苫小牧市の老人クラブ、柏木わかば会(辰田順治会長)は16日、柏木町町内会館で例会を開き、特殊詐欺被害防止をテーマにしたセミナーを実施した。市消費者センターの相談員が講師を務め、45人の会員が詐欺の手口や被害を未然に防ぐ方法などについて理解を深めた。
セミナーでは、振り込め詐欺やクーリングオフ制度などの資料を出席者に配布。詐欺の手口や強引な訪問販売、「無料」の言葉を巧みに使った勧誘の例を紹介した。特殊詐欺に関する相談は昨年、同センターに約1400件寄せられた―とし「振り込め詐欺に対しては、家族間で合言葉を決めておくと被害を防ぐことができる」とアドバイスした。
また、出席者は自宅に定期契約を迫る勧誘者が来た経験談を語り「なかなか自宅前から帰らなくて怖い思いをした」などと当時を振り返り、会員同士で情報を交換。同センター相談員は「名乗らずに玄関を開けさせようとするケースもある。インターホンで対応するように」とし、地域の情報共有やつながりの大切さを伝えた。

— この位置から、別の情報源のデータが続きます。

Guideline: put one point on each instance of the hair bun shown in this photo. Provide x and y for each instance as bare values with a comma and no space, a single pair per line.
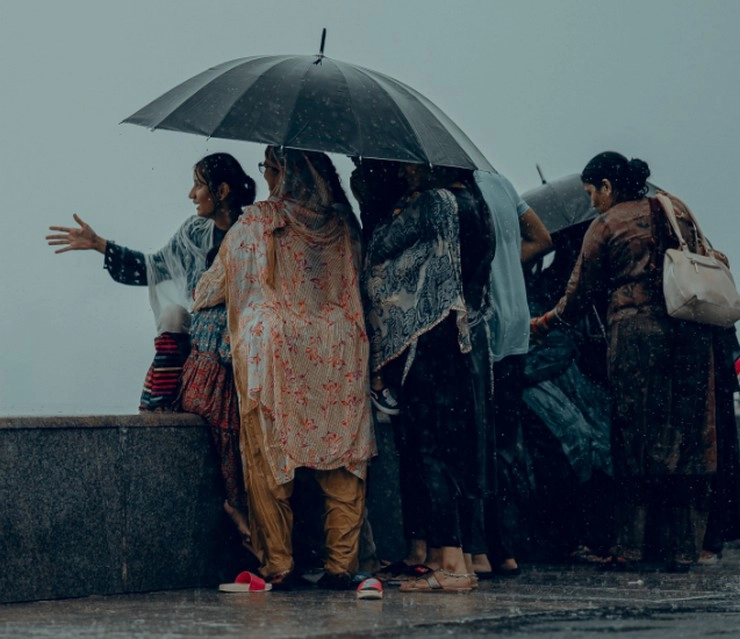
640,170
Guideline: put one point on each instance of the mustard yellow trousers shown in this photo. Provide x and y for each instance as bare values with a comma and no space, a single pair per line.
271,517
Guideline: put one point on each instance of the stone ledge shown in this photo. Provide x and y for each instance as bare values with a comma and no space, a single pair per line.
109,505
142,420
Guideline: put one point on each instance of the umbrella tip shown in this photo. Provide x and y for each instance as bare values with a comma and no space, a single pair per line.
320,57
542,177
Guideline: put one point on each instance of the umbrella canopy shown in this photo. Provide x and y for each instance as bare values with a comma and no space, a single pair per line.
563,203
313,103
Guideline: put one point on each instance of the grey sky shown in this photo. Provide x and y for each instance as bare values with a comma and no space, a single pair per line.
530,81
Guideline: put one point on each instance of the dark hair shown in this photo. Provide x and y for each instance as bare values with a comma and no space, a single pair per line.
628,177
219,168
299,163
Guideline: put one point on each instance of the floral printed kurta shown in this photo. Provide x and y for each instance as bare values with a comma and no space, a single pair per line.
289,277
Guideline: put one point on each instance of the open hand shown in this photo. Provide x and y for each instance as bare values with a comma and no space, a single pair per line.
76,239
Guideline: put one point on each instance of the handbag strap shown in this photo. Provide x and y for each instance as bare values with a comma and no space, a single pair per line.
667,205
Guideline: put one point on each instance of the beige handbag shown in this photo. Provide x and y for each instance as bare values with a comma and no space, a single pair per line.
698,288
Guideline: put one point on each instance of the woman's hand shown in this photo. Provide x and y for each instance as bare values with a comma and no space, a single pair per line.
73,239
540,326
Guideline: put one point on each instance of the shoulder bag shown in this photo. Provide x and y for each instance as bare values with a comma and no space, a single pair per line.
698,288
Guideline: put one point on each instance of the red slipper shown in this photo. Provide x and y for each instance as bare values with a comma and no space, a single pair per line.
246,582
370,588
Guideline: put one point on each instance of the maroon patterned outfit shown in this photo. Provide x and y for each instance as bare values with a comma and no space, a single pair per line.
660,376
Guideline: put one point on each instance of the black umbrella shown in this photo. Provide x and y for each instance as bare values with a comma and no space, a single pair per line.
563,202
313,103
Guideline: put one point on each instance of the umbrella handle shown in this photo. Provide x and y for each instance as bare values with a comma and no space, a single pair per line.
320,57
542,177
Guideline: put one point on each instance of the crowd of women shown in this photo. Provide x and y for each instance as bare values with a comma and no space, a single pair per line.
286,322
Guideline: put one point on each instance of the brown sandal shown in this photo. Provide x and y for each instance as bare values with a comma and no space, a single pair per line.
440,581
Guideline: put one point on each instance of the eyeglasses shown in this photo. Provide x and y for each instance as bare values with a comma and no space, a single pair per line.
263,166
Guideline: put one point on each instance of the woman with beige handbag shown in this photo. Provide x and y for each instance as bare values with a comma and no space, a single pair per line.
660,368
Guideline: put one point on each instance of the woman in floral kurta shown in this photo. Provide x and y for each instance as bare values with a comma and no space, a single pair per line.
288,272
660,368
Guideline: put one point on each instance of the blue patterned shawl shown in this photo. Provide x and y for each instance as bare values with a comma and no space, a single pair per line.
413,277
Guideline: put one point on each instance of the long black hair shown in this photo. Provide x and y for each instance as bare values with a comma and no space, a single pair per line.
219,168
628,177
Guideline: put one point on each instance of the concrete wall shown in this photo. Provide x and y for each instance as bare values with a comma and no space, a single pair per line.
104,505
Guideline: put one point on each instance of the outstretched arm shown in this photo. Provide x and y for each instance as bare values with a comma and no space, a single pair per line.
76,239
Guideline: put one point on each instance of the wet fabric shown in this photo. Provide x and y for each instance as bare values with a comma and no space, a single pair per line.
162,381
413,277
271,515
208,390
660,375
724,510
572,407
172,272
289,277
445,419
509,322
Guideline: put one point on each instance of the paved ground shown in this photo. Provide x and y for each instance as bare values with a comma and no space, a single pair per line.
545,601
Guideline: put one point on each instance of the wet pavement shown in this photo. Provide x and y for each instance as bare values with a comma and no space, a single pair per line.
545,601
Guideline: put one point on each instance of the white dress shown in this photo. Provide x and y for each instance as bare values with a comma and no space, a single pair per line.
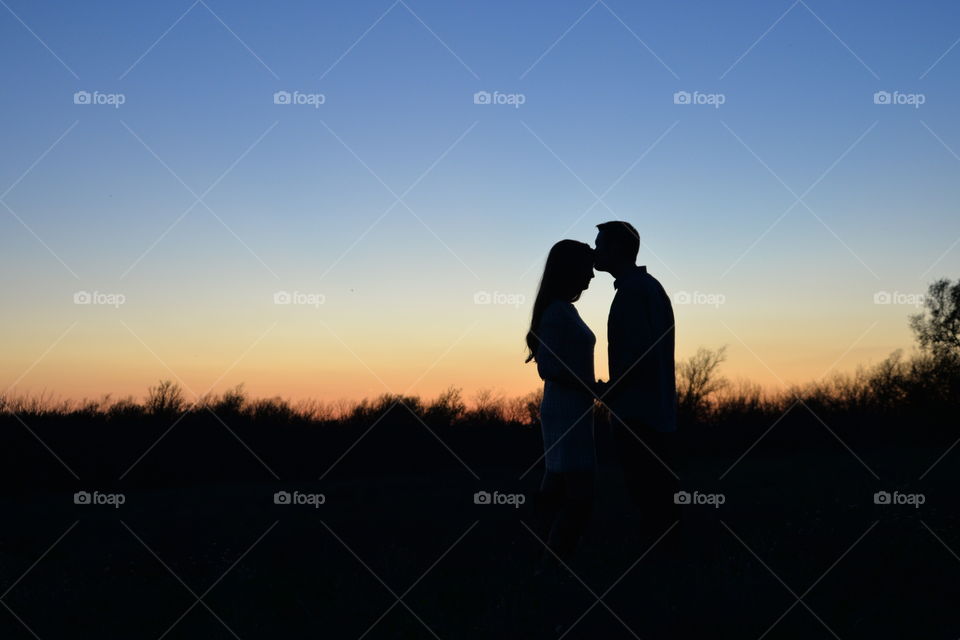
564,359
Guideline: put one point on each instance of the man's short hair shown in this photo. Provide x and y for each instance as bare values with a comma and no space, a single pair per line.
624,235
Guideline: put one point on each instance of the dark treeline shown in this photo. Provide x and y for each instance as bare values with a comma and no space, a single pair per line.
164,438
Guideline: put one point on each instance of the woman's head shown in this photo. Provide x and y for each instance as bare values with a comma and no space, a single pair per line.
566,275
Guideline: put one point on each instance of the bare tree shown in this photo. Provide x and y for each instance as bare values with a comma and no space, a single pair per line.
938,327
697,380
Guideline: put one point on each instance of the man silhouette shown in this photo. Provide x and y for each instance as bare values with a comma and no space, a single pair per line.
641,393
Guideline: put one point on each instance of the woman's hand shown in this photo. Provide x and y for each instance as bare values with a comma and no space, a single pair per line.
599,388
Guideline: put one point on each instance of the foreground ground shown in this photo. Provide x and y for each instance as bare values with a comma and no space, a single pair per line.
799,549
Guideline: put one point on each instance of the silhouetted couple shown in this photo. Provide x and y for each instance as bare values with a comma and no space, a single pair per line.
640,394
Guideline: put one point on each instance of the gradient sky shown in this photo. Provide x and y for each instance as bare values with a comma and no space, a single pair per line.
302,199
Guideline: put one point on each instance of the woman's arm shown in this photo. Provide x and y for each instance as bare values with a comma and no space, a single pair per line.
550,354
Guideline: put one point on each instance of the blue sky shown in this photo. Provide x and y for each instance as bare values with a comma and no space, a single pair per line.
301,197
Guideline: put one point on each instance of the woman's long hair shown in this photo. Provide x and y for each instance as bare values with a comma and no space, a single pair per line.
567,262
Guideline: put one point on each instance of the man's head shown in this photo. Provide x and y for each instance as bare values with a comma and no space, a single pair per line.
617,246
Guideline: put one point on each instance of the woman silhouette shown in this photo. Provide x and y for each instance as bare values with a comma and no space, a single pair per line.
562,346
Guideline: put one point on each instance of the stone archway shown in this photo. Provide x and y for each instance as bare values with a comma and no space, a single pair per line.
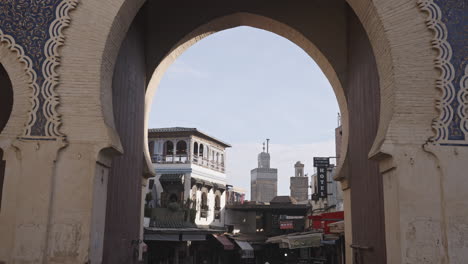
401,42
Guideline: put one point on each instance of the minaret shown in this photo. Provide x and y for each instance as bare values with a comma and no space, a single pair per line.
263,178
299,184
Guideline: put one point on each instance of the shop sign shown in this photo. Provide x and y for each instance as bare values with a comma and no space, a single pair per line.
286,225
322,182
321,162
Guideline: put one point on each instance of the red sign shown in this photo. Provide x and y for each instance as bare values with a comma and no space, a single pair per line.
286,225
323,220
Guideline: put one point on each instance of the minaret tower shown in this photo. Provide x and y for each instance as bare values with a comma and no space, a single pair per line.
264,180
299,184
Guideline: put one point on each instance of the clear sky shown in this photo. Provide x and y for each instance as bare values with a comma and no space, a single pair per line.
244,85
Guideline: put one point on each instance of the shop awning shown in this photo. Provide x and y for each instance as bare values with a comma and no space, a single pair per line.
247,249
225,242
305,241
161,237
298,240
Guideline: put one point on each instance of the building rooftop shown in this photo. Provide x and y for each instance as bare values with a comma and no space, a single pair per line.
283,200
183,131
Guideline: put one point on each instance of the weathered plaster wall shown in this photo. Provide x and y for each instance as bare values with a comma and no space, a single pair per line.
363,96
57,188
123,216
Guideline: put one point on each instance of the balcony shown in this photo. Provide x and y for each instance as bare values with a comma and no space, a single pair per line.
184,159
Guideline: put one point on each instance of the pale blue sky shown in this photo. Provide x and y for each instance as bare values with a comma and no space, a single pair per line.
243,85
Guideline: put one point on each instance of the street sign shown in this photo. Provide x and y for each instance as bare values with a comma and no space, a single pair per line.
322,182
321,161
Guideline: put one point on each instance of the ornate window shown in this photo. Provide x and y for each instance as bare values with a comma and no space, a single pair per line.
204,205
200,153
168,148
217,211
195,149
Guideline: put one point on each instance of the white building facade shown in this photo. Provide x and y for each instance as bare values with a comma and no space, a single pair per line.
190,170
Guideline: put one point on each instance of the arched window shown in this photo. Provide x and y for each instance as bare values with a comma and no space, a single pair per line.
217,213
195,148
168,148
200,153
151,148
218,202
181,147
204,201
6,97
173,198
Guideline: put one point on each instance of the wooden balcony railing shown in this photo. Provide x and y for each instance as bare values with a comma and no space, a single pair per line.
194,159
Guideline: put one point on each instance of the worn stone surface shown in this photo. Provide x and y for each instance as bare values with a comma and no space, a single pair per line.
49,196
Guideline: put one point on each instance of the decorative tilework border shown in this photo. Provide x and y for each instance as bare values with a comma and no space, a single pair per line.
444,123
42,75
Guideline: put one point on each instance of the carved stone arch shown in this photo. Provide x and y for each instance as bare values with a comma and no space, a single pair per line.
19,81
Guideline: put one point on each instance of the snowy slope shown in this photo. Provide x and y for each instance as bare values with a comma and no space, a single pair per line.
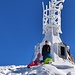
56,68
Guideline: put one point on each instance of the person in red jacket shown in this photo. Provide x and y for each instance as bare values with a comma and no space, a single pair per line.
36,62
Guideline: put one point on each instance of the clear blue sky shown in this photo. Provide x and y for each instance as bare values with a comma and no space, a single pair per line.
21,29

同クラブは6月から、月2回開いていた例会を1回に減らし、使用したいすや手指の消毒、体温検査など感染予防対策を徹底した上で、活動を徐々に再開。現在はカラオケ、マージャンなどのサークル活動も同会館で行っている。
辰田会長は「会員の皆さんが感染対策にしっかり取り組んでくれているので、活動を継続できている」と話した。